The new week will also be an important one for the Australian dollar with a Reserve Bank monetary policy announcement on the calendar along with retail sales, the trade balance and PMIs. The Australian dollar has traded lower ahead of the rate decision as investors anticipate more cautiousness from the central bank. This would be a departure from RBA Governor Lowe’s view back in September when he said lower rates would add to risk in household balance sheets, sending AUD/USD sharply higher. However data has taken a turn for the worse over the past month with consumer and business confidence falling, GDP growth slowing, inflation expectations declining and service sector activity slowing. Copper and iron ore prices have also fallen sharply and China is slowing with Standard & Poor’s recent downgrade. There’s very little for the RBA to be excited about and for this reason they could emphasize the challenges that the economy faces over the prospects for growth. If that’s the case, AUD/USD will extend its losses but if they focus on their expectations for a gradual pickup in activity and rise in inflation, AUD/USD could find its way back towards 80 cents.
The New Zealand dollar on the other hand completely shrugged off the Reserve Bank of New Zealand’s cautious monetary policy outlook. Interest rates were left unchanged and in their statement, the RBNZ specifically said that headline inflation will decline in the coming quarters and for that reason policy will remain accommodative for a considerable period. These dovish comments should have driven NZD/USD lower and it did initially but it wasn’t long before the currency bounced off its lows as the U.S. dollar descended from its highs. No major data from New Zealand is scheduled for release next week so NZD will most likely take its cue from the market’s appetite for Australian and U.S. dollars along with the next dairy auction.
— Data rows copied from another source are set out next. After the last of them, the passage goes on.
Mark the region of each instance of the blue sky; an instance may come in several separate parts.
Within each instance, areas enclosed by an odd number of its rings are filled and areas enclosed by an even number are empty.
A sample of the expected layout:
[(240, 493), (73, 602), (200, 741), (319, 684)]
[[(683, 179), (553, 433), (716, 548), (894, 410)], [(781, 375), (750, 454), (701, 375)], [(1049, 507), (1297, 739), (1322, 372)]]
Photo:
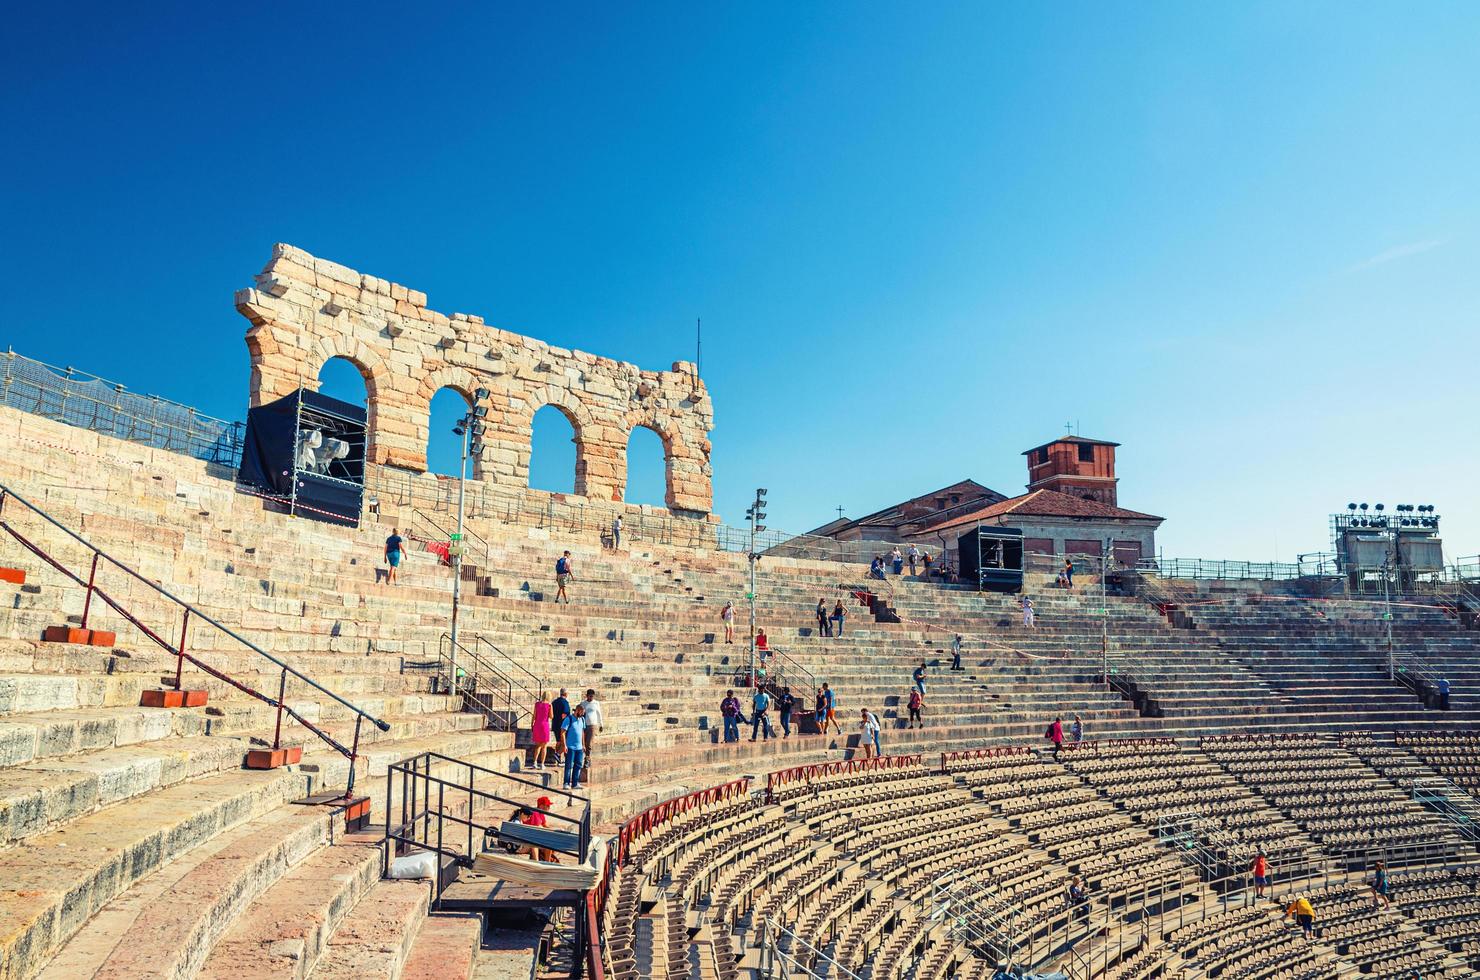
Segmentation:
[[(731, 521), (756, 486), (790, 529), (967, 476), (1017, 492), (1070, 422), (1123, 443), (1121, 501), (1167, 518), (1168, 555), (1289, 560), (1349, 500), (1434, 503), (1480, 552), (1480, 6), (7, 26), (22, 353), (240, 417), (232, 291), (287, 241), (647, 367), (703, 317)], [(548, 481), (570, 464), (546, 442)]]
Of the 3 commodity currencies, the biggest story this past week was in Canada. Since the last monetary policy meeting, investors have been looking for another rate hike from the Bank of Canada this year. Their expectations were fueled by hawkish comments from Finance Minister Morneau who said Canada can continue to do well at these dollar levels and higher interest rates are expected given the performance of the economy. However Bank of Canada Governor Poloz halted the rally and sent the loonie tumbling when he indicated that another rate hike was not a done deal. The BoC head said there is no predetermined path for Canada interest rates and they won’t be mechanical on rates because inflation and wage growth is slower than they anticipated. They plan to proceed cautiously which basically means there will be no rate hike in October and a lower chance of tightening in December. The BoC is not happy with the rise in the currency and with supply growth likely to restrain inflation, the mere suggestion that they could be done tightening for the year was enough to send USD/CAD above 1.25. Although USD/CAD recovered those losses softer GDP growth and the decline in Canadian yields should catch up to the currency. Canadian labor market numbers are due for release in the coming week along with the IVEY PMI report and retail sales.